Sibirien wird hier als ein Ort „des Lebens und der Zukunft" [4, S. XII] mit seiner eigenen Landschaft betrachtet, wo sich das neue Volk mit der Dominanz des slawischen Rassenhaften verkörpert, die „unzerstörbar im Völkerleben" [4, S. X] seien.

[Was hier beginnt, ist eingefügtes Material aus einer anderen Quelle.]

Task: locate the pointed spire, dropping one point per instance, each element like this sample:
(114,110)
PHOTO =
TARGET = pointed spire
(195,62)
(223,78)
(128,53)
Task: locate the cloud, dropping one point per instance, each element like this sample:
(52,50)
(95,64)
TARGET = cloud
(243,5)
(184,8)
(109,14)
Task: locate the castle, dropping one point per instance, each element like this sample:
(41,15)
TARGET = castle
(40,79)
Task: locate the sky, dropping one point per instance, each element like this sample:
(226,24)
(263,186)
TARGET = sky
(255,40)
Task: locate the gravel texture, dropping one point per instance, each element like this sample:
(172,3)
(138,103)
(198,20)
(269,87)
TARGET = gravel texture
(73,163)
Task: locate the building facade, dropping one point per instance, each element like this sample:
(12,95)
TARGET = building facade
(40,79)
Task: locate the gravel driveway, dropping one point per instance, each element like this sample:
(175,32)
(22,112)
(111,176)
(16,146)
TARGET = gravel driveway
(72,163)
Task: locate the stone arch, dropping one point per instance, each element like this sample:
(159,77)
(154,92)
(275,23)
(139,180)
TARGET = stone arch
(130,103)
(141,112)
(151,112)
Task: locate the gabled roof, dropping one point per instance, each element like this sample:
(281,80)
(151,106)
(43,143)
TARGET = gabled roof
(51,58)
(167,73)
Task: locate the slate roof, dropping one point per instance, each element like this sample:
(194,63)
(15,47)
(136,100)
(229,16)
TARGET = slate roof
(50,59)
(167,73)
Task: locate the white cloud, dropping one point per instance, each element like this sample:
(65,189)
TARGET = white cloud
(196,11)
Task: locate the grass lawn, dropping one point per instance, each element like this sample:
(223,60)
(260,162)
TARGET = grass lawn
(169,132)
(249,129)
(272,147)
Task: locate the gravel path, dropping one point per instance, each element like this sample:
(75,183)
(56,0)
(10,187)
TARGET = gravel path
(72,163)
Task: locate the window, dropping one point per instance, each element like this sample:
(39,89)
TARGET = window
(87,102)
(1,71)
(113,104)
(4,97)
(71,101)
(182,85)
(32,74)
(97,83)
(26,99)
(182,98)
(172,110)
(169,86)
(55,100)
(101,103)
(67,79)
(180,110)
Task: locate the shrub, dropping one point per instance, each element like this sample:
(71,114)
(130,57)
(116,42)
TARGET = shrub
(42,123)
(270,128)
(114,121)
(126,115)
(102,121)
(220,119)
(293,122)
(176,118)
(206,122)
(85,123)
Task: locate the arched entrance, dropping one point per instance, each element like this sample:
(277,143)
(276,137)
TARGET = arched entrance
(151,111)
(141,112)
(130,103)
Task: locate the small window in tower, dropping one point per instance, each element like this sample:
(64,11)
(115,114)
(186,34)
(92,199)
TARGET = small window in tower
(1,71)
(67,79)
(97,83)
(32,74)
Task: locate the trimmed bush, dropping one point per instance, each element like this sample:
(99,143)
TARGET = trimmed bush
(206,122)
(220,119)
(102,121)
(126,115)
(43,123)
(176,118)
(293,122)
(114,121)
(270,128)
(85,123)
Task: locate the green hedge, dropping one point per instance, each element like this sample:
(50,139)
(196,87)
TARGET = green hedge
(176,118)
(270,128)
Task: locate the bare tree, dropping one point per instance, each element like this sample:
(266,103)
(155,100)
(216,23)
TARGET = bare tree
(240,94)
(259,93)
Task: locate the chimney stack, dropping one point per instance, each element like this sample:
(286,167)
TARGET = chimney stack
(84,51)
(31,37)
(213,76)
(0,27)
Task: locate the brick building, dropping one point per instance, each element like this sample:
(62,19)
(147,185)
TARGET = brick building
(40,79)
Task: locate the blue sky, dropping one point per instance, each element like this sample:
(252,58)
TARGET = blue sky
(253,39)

Von den Gestalten „Aus einem Totenhaus" ausgehend, vertritt Moeller die These, dass nur die starken und tätigeren Persönlichkeiten aller sozialen Schichte
freiwillig nach Sibirien kommen, während die „gefügigeren" und „untätigeren" in Russland bleiben. Er richtet sich nach der Rassentheorie, wenn er über die „Gesetze der Auslese und die größere Erhaltung der stärkeren Rasse" [4, S. XII] spricht, und Sibirien sei die allerbeste Landschaft dafür. In der Hinsicht, dass es „ja doch das allerbegabteste, allerstärkste Volk" [4, S. XII] im russischen Volk sei, stimmt Moeller Dostoevskij zu, aber er möchte dostoevskische Verzweiflung, die im Titel des Werks gegeben wird, entgegenhalten, denn er sieht in Sibirien die Zukunft des „jungen", freien und schöpferischen Volks mit eigenen herausgearbeiteten Eigenschaften.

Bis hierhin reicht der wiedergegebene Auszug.